When I first saw the trailer, I had great hope that the music that was so prominent would carry over to the actual movie. It certainly does, and music is not just slapped onto the scenes. Quill prizes a gift from his mother of a Sony Walkman and a cassette tape labeled “AWESOME MIX VOL. 1” that includes songs from the ‘70s, notably the featured “Hooked on a Feeling” by Blue Swede. The soundtrack is a collection of all of the songs from the film in a CD case that looks like Quill’s tape, so if you like Quill’s mixtape, you can get it for yourself. Gunn will hopefully merge popular music with the scenes as seamlessly in the sequel.

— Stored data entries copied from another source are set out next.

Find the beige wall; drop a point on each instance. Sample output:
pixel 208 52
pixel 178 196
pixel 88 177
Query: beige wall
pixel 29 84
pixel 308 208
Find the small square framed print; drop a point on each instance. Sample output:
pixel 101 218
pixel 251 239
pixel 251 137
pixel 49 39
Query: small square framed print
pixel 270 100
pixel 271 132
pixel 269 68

If I have any complaint, it would be that events like explosions and crashes don’t affect characters like they should. Some of the damage and punches should knock out or kill people, yet they manage to bounce back scene after scene. Sure, it’s a superhero movie that requires me to suspend belief for most of the running time, but even fudged physics has its limits. I left the theater with a big smile on my face, as did most of the people that I watched file out. Par for the course of these films, there are two extra scenes during and after the credits that will continue that feeling of joy. Guardians of the Galaxy caught me off guard and brought to the screen all of the elements of the best comic books that make them fun and addictive. Move over a little, Avengers. There’s plenty of room in the Marvel universe for another powerhouse superhero team.